When the long frost set in in January, many and many a night did Jack and Caleb go dinnerless and supperless to bed. “Times are a little hard just now, but we’ll see them out together, eh, old friend?” Caleb would say when Jack came to lick his hand by way of good night, and to testify his opinion that, whatever happened, his master was in no sense to blame. Then they would turn in together, Caleb on his straw (the mattress had gone the way of his bedstead now), with his head on an old box for a pillow, and the faithful Jack huddled up on his feet.
Would the frost never come to an end? It was all very well for ladies wrapped in their warm sealskins and velvets to say what a healthy winter it was, and for young people with rosy cheeks, as they looked out their skates, and pulled on their thick gauntlets, to descant on the glories of a “fine frost;” Caleb and Jack, taking their stand against the wall—sunshiny, alas! no longer—would have told a different story. Ah, surely never did east wind sweep down so ruthlessly before, never before did snowstorm last so long, never before were streets so forlorn and empty of passersby. Caleb and Jack went home one terrible day at least one hour earlier than usual—it was useless waiting there any longer for alms—Caleb with one halfpenny in his hat, and that the gift of a poor frozen-out crossing-sweeper who rightly judged the old man to be worse off than himself.

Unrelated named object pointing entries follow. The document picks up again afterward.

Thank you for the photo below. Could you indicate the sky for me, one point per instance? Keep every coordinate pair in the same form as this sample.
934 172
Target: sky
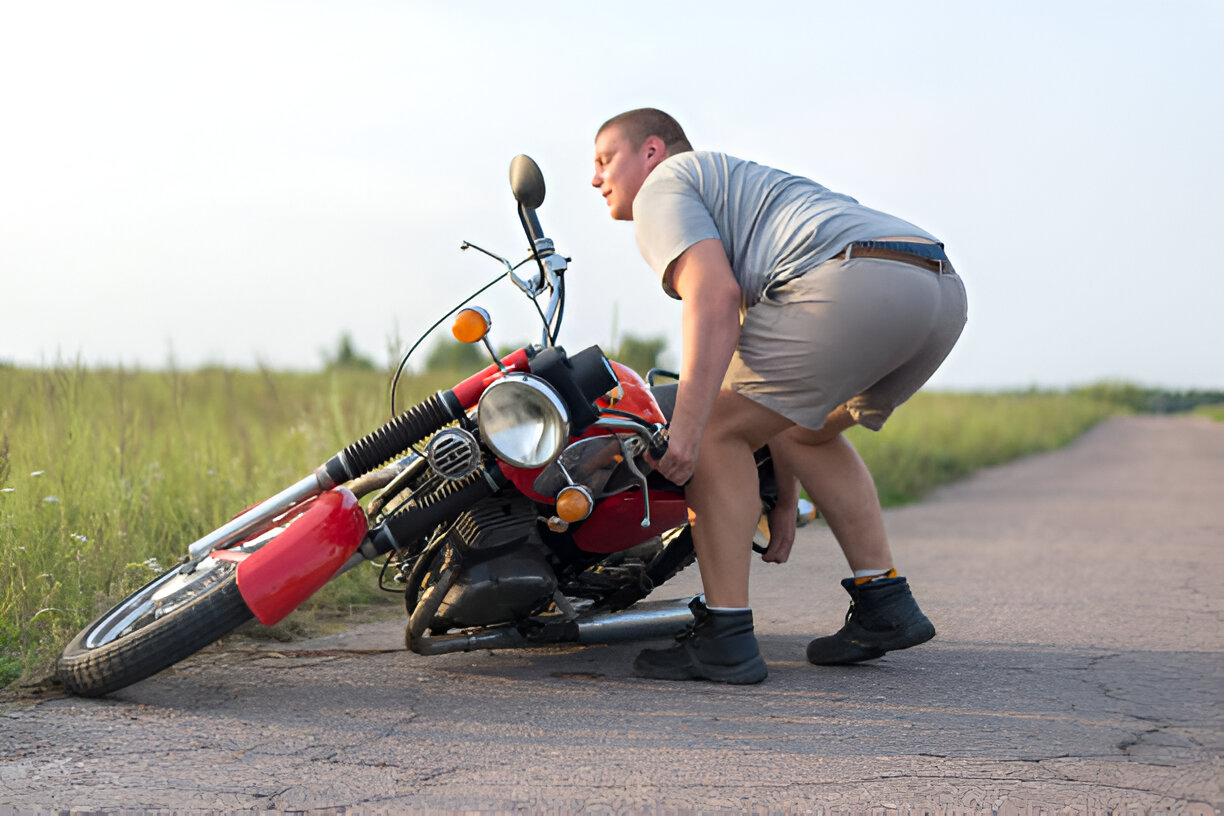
242 182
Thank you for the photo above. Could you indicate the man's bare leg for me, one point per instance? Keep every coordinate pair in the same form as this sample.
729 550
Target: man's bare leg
722 494
840 486
884 615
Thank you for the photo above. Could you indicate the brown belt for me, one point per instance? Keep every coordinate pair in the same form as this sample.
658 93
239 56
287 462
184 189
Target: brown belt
858 251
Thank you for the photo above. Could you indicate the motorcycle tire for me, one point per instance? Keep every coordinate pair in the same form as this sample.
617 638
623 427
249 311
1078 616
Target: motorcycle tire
168 619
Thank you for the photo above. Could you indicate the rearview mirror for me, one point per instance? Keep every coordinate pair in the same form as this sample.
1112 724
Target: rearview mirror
526 181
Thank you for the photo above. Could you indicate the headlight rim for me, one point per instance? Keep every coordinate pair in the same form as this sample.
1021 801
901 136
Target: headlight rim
552 398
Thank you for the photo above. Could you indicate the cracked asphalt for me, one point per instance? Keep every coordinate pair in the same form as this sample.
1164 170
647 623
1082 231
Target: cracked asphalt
1077 668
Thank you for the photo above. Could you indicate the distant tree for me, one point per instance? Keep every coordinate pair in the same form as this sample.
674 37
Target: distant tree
640 354
347 356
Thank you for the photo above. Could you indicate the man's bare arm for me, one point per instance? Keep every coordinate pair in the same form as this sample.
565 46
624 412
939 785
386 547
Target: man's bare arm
703 279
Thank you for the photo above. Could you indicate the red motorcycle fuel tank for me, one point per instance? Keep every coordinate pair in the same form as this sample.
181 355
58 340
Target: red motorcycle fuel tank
277 578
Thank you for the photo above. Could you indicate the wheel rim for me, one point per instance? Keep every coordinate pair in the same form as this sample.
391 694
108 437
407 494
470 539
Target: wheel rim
157 600
167 593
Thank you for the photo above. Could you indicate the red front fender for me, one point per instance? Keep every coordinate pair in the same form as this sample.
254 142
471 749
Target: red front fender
277 578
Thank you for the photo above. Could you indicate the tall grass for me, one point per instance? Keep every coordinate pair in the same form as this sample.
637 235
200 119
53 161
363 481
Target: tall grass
108 475
938 438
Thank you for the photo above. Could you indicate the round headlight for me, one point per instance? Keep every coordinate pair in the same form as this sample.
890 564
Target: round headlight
523 420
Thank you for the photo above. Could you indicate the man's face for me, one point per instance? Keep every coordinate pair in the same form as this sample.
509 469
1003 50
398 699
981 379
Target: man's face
619 169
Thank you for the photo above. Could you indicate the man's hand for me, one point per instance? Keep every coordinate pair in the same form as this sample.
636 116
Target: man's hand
679 461
782 522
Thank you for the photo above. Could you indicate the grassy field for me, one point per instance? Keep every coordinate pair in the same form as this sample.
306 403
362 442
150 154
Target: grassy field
1211 411
107 475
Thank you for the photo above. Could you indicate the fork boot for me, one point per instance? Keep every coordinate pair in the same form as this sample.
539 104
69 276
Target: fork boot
720 646
883 617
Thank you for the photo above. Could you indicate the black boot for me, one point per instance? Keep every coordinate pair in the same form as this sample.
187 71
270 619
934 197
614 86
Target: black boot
720 646
883 617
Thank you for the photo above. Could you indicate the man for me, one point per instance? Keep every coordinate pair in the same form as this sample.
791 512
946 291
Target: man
803 313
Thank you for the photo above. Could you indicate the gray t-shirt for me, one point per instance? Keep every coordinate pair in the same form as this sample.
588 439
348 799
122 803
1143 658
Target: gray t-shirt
774 225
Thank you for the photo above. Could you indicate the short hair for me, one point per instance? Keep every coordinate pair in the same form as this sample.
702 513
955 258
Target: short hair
643 122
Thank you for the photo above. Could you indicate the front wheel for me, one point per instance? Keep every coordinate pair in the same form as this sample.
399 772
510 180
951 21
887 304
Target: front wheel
165 620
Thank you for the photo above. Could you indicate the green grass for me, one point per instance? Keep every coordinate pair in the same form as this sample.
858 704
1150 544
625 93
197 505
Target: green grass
108 475
938 438
1211 411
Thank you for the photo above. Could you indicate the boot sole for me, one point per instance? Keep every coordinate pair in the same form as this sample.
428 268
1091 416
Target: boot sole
747 673
916 636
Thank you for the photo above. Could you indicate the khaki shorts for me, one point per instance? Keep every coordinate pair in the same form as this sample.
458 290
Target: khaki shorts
863 333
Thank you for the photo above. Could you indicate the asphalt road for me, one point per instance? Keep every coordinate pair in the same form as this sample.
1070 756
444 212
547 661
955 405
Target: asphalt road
1077 668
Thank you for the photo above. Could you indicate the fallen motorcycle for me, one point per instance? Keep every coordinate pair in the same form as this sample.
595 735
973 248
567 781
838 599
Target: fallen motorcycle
514 509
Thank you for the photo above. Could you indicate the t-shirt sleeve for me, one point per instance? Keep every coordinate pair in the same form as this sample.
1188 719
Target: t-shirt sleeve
670 217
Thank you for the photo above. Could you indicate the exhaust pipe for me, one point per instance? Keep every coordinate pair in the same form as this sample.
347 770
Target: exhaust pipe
641 622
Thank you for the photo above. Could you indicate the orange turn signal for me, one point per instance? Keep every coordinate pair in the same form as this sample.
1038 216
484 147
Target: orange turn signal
574 503
471 324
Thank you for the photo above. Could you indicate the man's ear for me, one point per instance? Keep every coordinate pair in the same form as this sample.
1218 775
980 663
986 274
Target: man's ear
655 151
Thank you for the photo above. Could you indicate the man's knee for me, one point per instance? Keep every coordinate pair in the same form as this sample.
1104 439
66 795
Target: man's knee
837 421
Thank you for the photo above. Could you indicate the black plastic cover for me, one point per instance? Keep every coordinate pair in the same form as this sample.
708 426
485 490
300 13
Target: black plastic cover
579 379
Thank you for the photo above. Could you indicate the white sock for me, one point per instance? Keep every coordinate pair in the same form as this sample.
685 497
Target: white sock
701 598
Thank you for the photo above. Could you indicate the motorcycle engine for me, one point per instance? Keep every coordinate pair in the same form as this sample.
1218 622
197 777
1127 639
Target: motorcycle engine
506 573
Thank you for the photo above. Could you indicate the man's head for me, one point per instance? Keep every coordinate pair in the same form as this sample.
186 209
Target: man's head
627 148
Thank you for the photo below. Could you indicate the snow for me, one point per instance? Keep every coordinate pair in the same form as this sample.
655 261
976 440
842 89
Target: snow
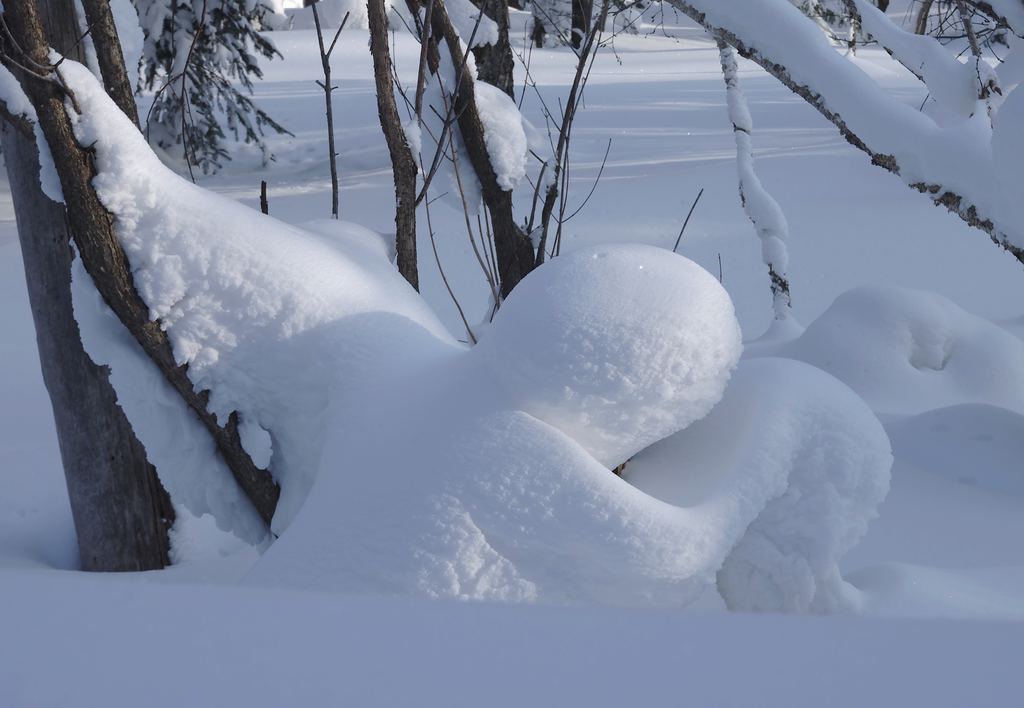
616 346
503 133
430 481
17 103
489 502
223 647
953 157
243 297
764 211
1008 152
907 351
473 27
791 467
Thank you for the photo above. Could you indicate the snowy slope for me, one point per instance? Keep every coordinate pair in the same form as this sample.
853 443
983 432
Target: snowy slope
945 542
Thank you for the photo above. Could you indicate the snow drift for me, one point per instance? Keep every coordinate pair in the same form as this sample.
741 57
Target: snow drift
410 464
906 351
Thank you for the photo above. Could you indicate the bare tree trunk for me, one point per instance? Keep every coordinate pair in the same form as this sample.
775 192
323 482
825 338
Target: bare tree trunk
583 11
402 162
494 61
99 19
513 249
121 512
921 25
92 231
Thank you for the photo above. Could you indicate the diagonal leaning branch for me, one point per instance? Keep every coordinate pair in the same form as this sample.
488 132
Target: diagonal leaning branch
820 96
92 231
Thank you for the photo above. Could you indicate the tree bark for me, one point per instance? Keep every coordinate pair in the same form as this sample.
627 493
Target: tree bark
402 163
121 512
99 19
92 231
495 63
512 248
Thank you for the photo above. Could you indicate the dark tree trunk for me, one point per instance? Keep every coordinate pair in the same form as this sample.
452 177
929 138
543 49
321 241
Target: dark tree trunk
402 163
513 249
494 61
99 19
92 231
121 511
583 11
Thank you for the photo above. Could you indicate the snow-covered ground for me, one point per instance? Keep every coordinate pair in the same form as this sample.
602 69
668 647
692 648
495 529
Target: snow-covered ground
945 377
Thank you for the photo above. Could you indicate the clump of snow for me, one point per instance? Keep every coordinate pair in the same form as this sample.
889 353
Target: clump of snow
176 444
503 133
270 319
906 351
470 22
340 373
18 105
615 373
1008 154
791 466
971 444
332 12
488 502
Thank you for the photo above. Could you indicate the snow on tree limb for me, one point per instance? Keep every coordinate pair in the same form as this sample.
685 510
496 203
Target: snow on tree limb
763 210
951 165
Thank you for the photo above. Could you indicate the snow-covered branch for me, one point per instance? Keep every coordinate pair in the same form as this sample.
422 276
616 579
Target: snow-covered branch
953 164
763 210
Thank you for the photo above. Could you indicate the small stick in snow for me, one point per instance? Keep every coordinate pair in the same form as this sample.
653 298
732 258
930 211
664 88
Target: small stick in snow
687 219
328 90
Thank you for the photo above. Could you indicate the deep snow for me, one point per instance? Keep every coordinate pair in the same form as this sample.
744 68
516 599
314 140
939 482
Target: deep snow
945 542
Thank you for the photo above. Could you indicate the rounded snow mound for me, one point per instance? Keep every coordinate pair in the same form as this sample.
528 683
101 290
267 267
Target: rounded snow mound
787 469
906 351
616 346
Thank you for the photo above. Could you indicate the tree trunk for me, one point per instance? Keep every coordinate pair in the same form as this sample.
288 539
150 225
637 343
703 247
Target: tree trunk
121 512
402 163
513 249
99 19
494 61
92 231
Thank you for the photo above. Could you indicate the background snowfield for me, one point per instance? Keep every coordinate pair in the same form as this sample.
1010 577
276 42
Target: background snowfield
939 575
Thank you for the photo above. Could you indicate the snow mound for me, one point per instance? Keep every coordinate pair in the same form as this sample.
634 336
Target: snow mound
972 444
504 133
272 320
906 351
616 346
1008 152
790 467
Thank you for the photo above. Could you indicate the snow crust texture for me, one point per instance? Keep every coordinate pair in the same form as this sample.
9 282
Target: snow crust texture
614 372
794 465
906 351
410 464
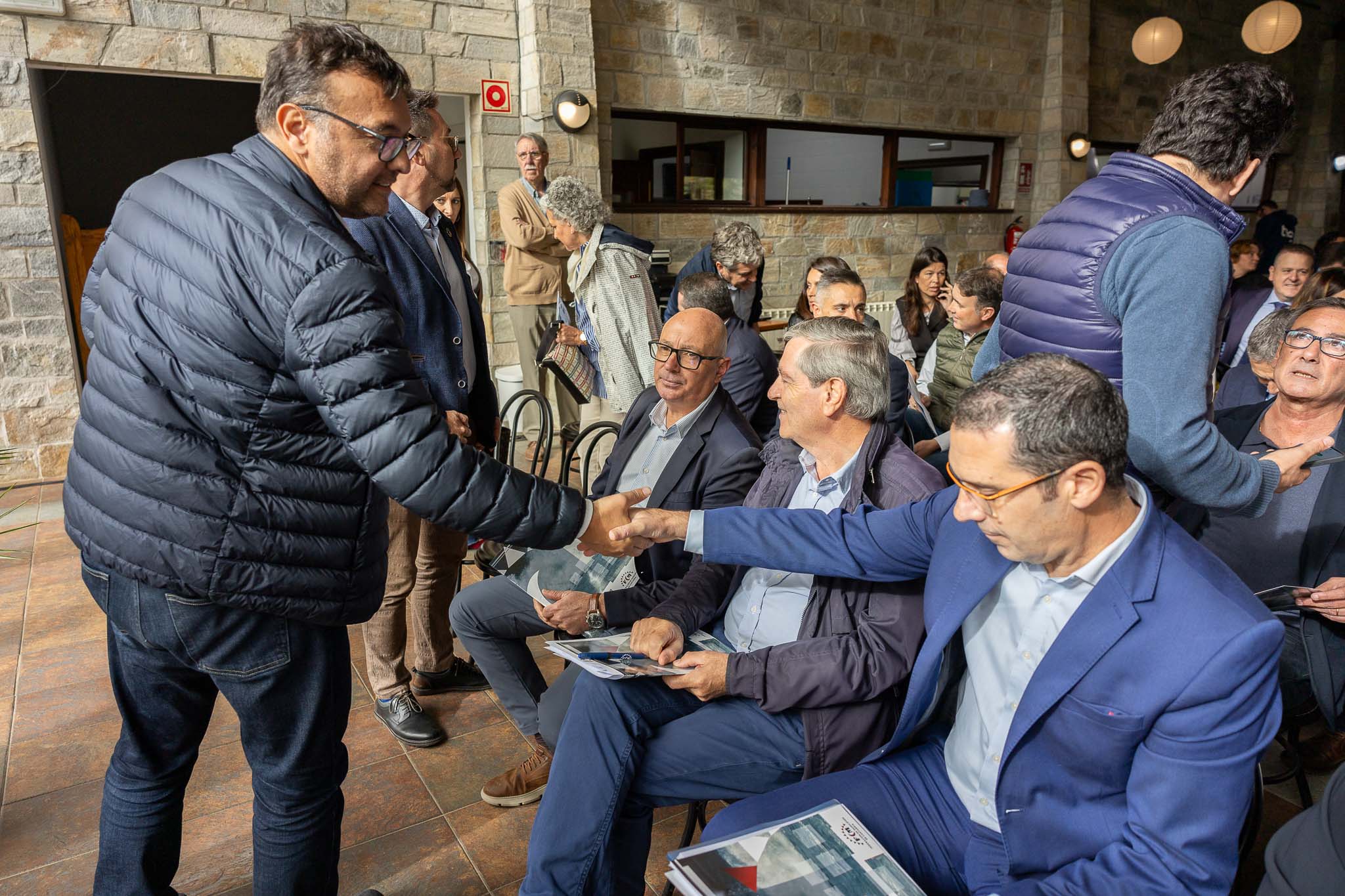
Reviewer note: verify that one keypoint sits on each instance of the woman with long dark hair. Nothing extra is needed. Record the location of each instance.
(919, 314)
(451, 207)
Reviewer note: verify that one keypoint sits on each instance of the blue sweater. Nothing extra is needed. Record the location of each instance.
(1168, 303)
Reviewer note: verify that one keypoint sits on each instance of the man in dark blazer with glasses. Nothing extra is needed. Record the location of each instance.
(445, 335)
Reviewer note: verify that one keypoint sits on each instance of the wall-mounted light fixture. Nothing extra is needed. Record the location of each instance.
(1156, 41)
(1079, 146)
(572, 110)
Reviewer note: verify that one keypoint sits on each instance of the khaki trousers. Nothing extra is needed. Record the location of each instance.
(530, 323)
(423, 566)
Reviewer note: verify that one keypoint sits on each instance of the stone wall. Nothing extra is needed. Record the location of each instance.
(444, 46)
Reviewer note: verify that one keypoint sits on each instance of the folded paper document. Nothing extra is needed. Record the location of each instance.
(565, 570)
(824, 851)
(622, 667)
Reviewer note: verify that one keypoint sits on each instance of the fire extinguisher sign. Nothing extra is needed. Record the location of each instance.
(1024, 177)
(495, 97)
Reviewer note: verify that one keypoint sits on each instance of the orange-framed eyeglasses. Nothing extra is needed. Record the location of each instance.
(1001, 494)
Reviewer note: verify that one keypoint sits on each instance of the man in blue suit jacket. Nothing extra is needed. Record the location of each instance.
(447, 340)
(1110, 684)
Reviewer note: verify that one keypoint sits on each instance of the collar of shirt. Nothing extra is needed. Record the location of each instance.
(423, 221)
(1093, 571)
(659, 416)
(536, 194)
(838, 480)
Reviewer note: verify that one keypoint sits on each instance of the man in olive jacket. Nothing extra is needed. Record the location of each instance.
(249, 409)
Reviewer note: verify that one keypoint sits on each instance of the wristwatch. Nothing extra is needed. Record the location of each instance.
(594, 620)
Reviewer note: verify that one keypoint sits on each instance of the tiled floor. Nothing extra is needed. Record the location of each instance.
(414, 822)
(413, 819)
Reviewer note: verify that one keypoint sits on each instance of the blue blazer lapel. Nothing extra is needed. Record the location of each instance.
(688, 449)
(946, 606)
(1099, 622)
(405, 227)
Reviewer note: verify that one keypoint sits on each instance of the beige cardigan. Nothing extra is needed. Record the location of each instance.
(535, 264)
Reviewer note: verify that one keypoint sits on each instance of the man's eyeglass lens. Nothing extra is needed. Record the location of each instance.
(387, 147)
(686, 359)
(1332, 345)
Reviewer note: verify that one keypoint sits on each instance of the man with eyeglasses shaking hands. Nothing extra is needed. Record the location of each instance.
(249, 409)
(1094, 691)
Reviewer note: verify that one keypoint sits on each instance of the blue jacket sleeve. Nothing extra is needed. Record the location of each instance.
(1166, 285)
(1201, 752)
(883, 545)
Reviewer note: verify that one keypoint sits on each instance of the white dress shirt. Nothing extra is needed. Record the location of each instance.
(1005, 639)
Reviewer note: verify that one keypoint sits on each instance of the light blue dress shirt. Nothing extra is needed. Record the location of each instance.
(1271, 304)
(657, 446)
(768, 606)
(1005, 639)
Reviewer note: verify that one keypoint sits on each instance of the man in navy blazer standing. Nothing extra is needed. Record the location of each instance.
(447, 340)
(1109, 683)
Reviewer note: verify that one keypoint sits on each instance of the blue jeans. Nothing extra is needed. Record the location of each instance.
(907, 802)
(630, 746)
(290, 683)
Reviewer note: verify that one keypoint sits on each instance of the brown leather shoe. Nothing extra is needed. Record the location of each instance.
(522, 785)
(1324, 753)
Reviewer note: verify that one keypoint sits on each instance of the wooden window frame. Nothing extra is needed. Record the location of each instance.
(753, 168)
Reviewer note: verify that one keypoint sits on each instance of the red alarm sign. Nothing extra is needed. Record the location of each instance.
(495, 97)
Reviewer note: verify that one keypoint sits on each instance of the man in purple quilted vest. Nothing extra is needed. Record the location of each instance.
(1129, 274)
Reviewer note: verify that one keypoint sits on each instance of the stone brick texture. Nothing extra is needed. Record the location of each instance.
(1025, 70)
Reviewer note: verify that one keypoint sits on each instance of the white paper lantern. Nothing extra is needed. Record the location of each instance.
(1156, 41)
(1271, 27)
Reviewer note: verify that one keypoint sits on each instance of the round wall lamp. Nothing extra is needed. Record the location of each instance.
(1271, 27)
(1156, 41)
(1079, 146)
(572, 110)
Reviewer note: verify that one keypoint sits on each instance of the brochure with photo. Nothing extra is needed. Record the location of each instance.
(822, 851)
(622, 667)
(565, 570)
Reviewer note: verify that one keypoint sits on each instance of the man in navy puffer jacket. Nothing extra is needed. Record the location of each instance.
(1129, 274)
(249, 409)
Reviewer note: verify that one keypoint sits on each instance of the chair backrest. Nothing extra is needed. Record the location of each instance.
(517, 405)
(586, 441)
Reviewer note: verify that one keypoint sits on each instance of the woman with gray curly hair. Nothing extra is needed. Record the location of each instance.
(615, 313)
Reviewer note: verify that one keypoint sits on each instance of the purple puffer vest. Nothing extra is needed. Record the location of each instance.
(1052, 301)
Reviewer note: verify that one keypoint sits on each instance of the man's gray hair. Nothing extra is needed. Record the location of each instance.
(1264, 344)
(537, 139)
(736, 244)
(1061, 413)
(845, 350)
(576, 203)
(705, 289)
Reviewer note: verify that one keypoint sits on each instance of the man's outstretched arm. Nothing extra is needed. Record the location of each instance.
(887, 545)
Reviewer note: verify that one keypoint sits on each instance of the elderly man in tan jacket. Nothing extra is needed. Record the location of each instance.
(535, 274)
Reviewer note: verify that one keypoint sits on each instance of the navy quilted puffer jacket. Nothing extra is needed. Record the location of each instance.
(250, 403)
(1051, 297)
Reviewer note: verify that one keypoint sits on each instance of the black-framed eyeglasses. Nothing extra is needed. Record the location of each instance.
(686, 359)
(387, 147)
(1333, 345)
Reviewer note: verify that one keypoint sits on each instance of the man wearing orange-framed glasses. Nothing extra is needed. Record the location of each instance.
(1094, 689)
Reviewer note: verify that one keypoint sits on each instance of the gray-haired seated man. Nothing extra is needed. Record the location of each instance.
(1250, 383)
(685, 440)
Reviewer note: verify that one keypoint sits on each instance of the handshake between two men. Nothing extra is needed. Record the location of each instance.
(621, 528)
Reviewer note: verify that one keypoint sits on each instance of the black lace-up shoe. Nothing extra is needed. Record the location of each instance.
(408, 721)
(459, 676)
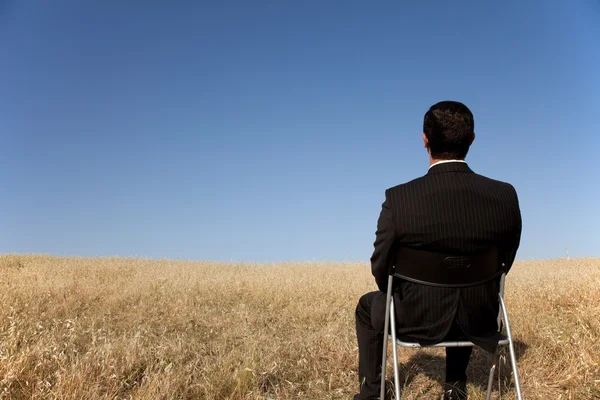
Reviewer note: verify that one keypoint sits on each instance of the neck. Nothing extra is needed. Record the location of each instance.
(435, 160)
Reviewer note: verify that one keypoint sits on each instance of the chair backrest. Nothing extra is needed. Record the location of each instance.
(448, 270)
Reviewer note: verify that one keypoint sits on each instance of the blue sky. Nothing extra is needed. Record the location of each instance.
(269, 130)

Part of a loaf was all Caleb’s food that day. “Eh, old doggie, thou shalt have thy bite of it,” he said, feeding Jack with crumbs in the hollow of his hand, “for it’s little enough thou’lt find for thyself in the gutters.” Little enough, indeed, anywhere, save snow and ice, and Jack may hunt high and Jack may hunt low, and thrust his patient old nose into all sorts of odd corners that seem to have a faint scent of red herring or haddock, but there’s little enough of supper he’ll get tonight.
What was it made him so late on this particular windy, frosty, snowy afternoon? Had he lost himself in a snowdrift? thought Caleb, setting open wide his door, and listening in vain for the patter and scramble of the four little feet up the carpetless stairs. Six, seven, eight o’clock came and went, and still no sign of Jack; and Caleb crept to bed at last, shivering and forlorn, and with a sense of utter desolation and loneliness at his heart which he had never known before.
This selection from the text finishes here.